45Nach der für Grundstücke, deren Wert im Ertragswertverfahren zu ermitteln ist, im besonderen geltenden Vorschrift des § 33 Abs. 1 Satz 3 Nr. 2 GrStG können auch Ertragsminderungen, die auf einer Veränderung der allgemeinen wirtschaftlichen Verhältnisse (Wertverhältnisse i.S. von § 27 BewG) beruhen, nicht zu einem Grundsteuererlass führen, weil diese bei einer Hauptfeststellung zu berücksichtigen wären. Umständen, die den normalen Rohertrag mindern und als solche für den Einheitswert erheblich sind, soll im Rahmen der Einheitsbewertung und nicht im Wege des Steuererlasses Rechnung getragen werden. Vermindert sich der normale Rohertrag wegen Veränderungen der allgemeinen wirtschaftlichen Verhältnisse, wird dies erst bei der nächsten Hauptfeststellung (§ 21 BewG) erfasst und wirkt sich bis dahin auf die Erhebung der Grundsteuer nicht aus. Damit trägt der Gesetzgeber zum einen dem Umstand Rechnung, dass derartige Veränderungen im Grundsatz alle Vermieter in vergleichbarer Weise treffen und deshalb unter dem Aspekt einer korrekturbedürftigen Sonderbelastung des Einzelnen kein Anlass für einen Grundsteuererlass besteht.

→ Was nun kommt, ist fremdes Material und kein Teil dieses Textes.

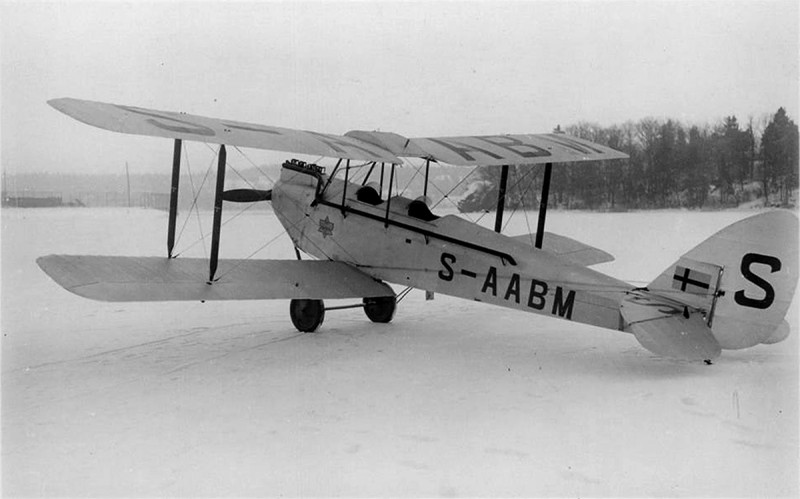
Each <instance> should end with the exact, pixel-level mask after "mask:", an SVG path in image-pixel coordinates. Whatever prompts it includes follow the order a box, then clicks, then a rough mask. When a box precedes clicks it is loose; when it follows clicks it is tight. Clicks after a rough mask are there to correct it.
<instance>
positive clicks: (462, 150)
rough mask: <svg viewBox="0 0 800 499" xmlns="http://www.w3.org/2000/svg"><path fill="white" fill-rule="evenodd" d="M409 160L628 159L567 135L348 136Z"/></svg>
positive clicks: (456, 164) (557, 134)
mask: <svg viewBox="0 0 800 499" xmlns="http://www.w3.org/2000/svg"><path fill="white" fill-rule="evenodd" d="M345 135H346V136H348V137H352V138H355V139H358V140H360V141H362V142H365V143H368V144H373V145H375V146H376V147H381V148H383V149H386V150H387V151H389V152H391V153H392V154H394V155H396V156H400V157H406V158H409V157H411V158H414V157H416V158H428V159H431V160H434V161H438V162H440V163H448V164H451V165H460V166H477V165H529V164H540V163H566V162H573V161H599V160H609V159H625V158H627V157H628V155H627V154H625V153H622V152H619V151H617V150H615V149H611V148H610V147H606V146H602V145H600V144H595V143H594V142H590V141H588V140H584V139H579V138H577V137H572V136H570V135H566V134H563V133H547V134H525V135H484V136H471V137H425V138H414V139H407V138H405V137H402V136H400V135H398V134H395V133H388V132H367V131H363V130H353V131H350V132H347V133H346V134H345Z"/></svg>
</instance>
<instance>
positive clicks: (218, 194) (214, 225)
mask: <svg viewBox="0 0 800 499" xmlns="http://www.w3.org/2000/svg"><path fill="white" fill-rule="evenodd" d="M226 159H227V152H226V151H225V144H222V145H220V146H219V157H218V160H217V190H216V193H215V194H214V227H213V229H212V232H211V256H210V258H209V267H208V282H209V284H210V283H212V282H214V274H216V273H217V262H218V260H219V231H220V227H221V226H222V195H223V190H224V189H225V164H226Z"/></svg>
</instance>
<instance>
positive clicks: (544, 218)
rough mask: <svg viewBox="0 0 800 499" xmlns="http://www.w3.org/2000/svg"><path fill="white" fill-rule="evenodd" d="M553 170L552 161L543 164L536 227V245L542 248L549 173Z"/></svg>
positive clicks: (548, 183)
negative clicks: (541, 180) (538, 204)
mask: <svg viewBox="0 0 800 499" xmlns="http://www.w3.org/2000/svg"><path fill="white" fill-rule="evenodd" d="M552 172H553V163H547V164H545V165H544V180H542V197H541V198H540V199H539V225H538V226H537V227H536V247H537V248H539V249H542V241H543V240H544V219H545V218H546V217H547V197H548V196H549V194H550V174H551V173H552Z"/></svg>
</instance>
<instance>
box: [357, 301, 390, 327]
mask: <svg viewBox="0 0 800 499" xmlns="http://www.w3.org/2000/svg"><path fill="white" fill-rule="evenodd" d="M396 310H397V299H396V298H395V297H394V296H380V297H378V298H364V313H365V314H367V317H369V320H371V321H372V322H377V323H380V324H386V323H389V322H392V319H393V318H394V313H395V311H396Z"/></svg>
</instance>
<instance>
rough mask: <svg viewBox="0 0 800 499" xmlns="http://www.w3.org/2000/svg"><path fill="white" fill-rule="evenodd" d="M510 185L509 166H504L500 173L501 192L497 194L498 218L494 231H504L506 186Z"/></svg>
mask: <svg viewBox="0 0 800 499" xmlns="http://www.w3.org/2000/svg"><path fill="white" fill-rule="evenodd" d="M507 183H508V165H503V169H502V170H501V172H500V190H499V191H498V192H497V216H496V217H495V219H494V231H495V232H497V233H498V234H499V233H500V231H502V230H503V210H504V209H505V206H506V184H507Z"/></svg>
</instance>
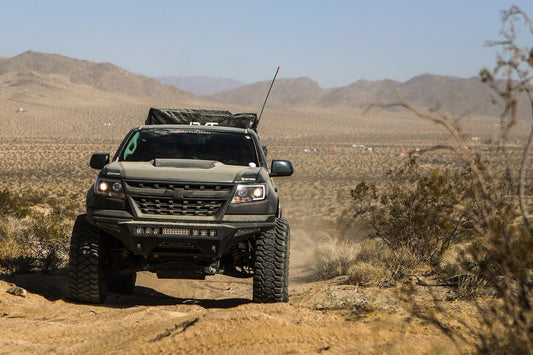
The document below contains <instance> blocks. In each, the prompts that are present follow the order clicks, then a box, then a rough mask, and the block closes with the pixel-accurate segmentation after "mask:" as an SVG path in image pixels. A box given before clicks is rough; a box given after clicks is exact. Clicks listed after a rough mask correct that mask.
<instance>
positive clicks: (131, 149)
mask: <svg viewBox="0 0 533 355" xmlns="http://www.w3.org/2000/svg"><path fill="white" fill-rule="evenodd" d="M139 134H140V132H137V133H135V134H134V135H133V137H131V140H130V143H129V144H128V146H127V147H126V150H125V151H124V160H127V159H128V156H130V155H132V154H133V153H134V152H135V150H136V149H137V141H138V140H139Z"/></svg>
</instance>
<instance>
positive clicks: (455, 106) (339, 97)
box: [209, 74, 529, 116]
mask: <svg viewBox="0 0 533 355" xmlns="http://www.w3.org/2000/svg"><path fill="white" fill-rule="evenodd" d="M269 85H270V81H264V82H259V83H255V84H251V85H247V86H243V87H240V88H238V89H235V90H231V91H226V92H221V93H218V94H215V95H212V96H209V99H211V100H214V101H219V102H226V103H236V104H245V105H250V104H254V105H260V104H261V103H262V102H263V100H264V97H265V95H266V92H267V90H268V87H269ZM397 93H399V95H400V96H401V97H402V98H403V100H404V101H405V102H407V103H409V104H412V105H415V106H419V107H426V108H429V109H441V110H444V111H448V112H452V113H455V114H465V113H473V114H480V115H491V116H497V115H499V114H500V113H501V103H502V102H501V100H500V99H499V98H498V97H497V95H496V94H495V93H494V92H493V91H492V90H491V89H490V88H489V87H488V86H487V85H485V84H483V83H482V82H481V81H480V80H479V78H476V77H472V78H469V79H463V78H457V77H451V76H439V75H432V74H422V75H419V76H416V77H413V78H412V79H410V80H408V81H406V82H404V83H402V82H398V81H394V80H380V81H367V80H359V81H357V82H354V83H353V84H351V85H348V86H345V87H339V88H332V89H322V88H321V87H320V86H319V85H318V84H317V83H316V82H314V81H312V80H311V79H309V78H298V79H280V80H278V81H276V83H275V84H274V88H273V90H272V93H271V96H270V98H269V102H270V103H276V102H277V103H294V104H295V103H298V104H308V105H317V106H326V107H328V106H349V107H359V108H364V107H367V106H368V105H369V104H371V103H381V104H383V103H392V102H397V101H398V96H397ZM524 99H525V98H524ZM528 110H529V105H528V102H527V100H520V101H519V113H520V114H521V115H527V114H528V112H529V111H528Z"/></svg>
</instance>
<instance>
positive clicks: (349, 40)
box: [0, 0, 533, 88]
mask: <svg viewBox="0 0 533 355" xmlns="http://www.w3.org/2000/svg"><path fill="white" fill-rule="evenodd" d="M512 4H515V5H518V6H519V7H520V8H521V9H522V10H524V11H525V12H526V13H527V14H528V15H529V16H530V17H532V18H533V0H516V1H507V0H499V1H495V0H471V1H469V0H439V1H437V0H411V1H409V0H376V1H370V0H367V1H362V0H351V1H350V0H346V1H335V0H331V1H327V0H319V1H315V0H305V1H303V0H302V1H300V0H296V1H291V0H270V1H253V0H248V1H244V0H242V1H233V0H218V1H216V0H213V1H210V0H202V1H194V0H190V1H178V0H176V1H171V0H164V1H163V0H161V1H157V0H153V1H148V0H145V1H137V0H120V1H113V0H91V1H82V0H79V1H71V0H47V1H44V0H35V1H29V0H0V6H1V7H0V9H1V10H0V57H13V56H15V55H17V54H20V53H22V52H24V51H27V50H33V51H38V52H45V53H58V54H61V55H65V56H68V57H73V58H77V59H86V60H90V61H95V62H110V63H113V64H115V65H118V66H120V67H122V68H124V69H126V70H129V71H131V72H134V73H140V74H144V75H148V76H196V75H203V76H212V77H220V78H232V79H236V80H240V81H243V82H245V83H252V82H256V81H261V80H270V79H271V78H272V76H273V75H274V72H275V69H276V68H277V66H278V65H279V66H281V69H280V73H279V75H278V77H279V78H295V77H302V76H307V77H309V78H311V79H313V80H315V81H317V82H318V83H319V84H320V85H321V86H322V87H324V88H329V87H338V86H345V85H349V84H351V83H353V82H355V81H357V80H359V79H367V80H381V79H386V78H390V79H395V80H399V81H406V80H408V79H410V78H411V77H413V76H416V75H419V74H423V73H432V74H439V75H452V76H459V77H465V78H466V77H471V76H474V75H477V74H478V72H479V69H480V68H482V67H483V66H488V67H492V66H493V65H494V62H495V57H494V49H491V48H488V47H486V46H484V44H485V42H486V41H487V40H496V39H498V33H499V31H500V25H501V22H500V11H501V10H503V9H509V7H510V6H511V5H512ZM529 39H531V37H529Z"/></svg>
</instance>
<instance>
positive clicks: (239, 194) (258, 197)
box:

Zum anderen kann von Veränderungen der allgemeinen wirtschaftlichen Verhältnisse im Sinne des Bewertungsrechts nur bei nachhaltigen, länger andauernden Veränderungen der Wertverhältnisse die Rede sein. Im Interesse der Stetigkeit und Gleichmäßigkeit der Grundsteuererhebung bleiben Veränderungen der Wertverhältnisse unberücksichtigt, die zwischen den Hauptfeststellungen eintreten. Aus der Einordnung des Grundsteuererlasses in die Systematik des Bewertungsrechts ergibt sich, dass ein Grundsteuererlass vorübergehenden Mietausfällen aufgrund außergewöhnlicher Umstände des Einzelfalls vorbehalten ist. Diese Entscheidung des Gesetzgebers ist in sich schlüssig und plausibel und weist keine durch ergänzende Auslegung zu korrigierenden Fehlgewichtungen auf,
46vgl. zum Vorstehenden BverwG, Urteil vom 4. April 2001, DVBl 2001, 1368.
47Diese Ausführungen stehen auch im Einklang mit den Anforderungen, die an die Voraussetzungen für einen Erlass nach §§ 163, 227 AO aus sachlichen Billigkeitsgründen gestellt werden. Auch im Rahmen dieser Normen ist die Möglichkeit eines Erlasses auf atypische Einzelfälle beschränkt.
48Die Kostenentscheidung beruht auf § 154 Abs. 1. Die Entscheidung über die vorläufige Vollstreckbarkeit folgt aus §§ 167, 708 Nr. 11, 711 ZPO.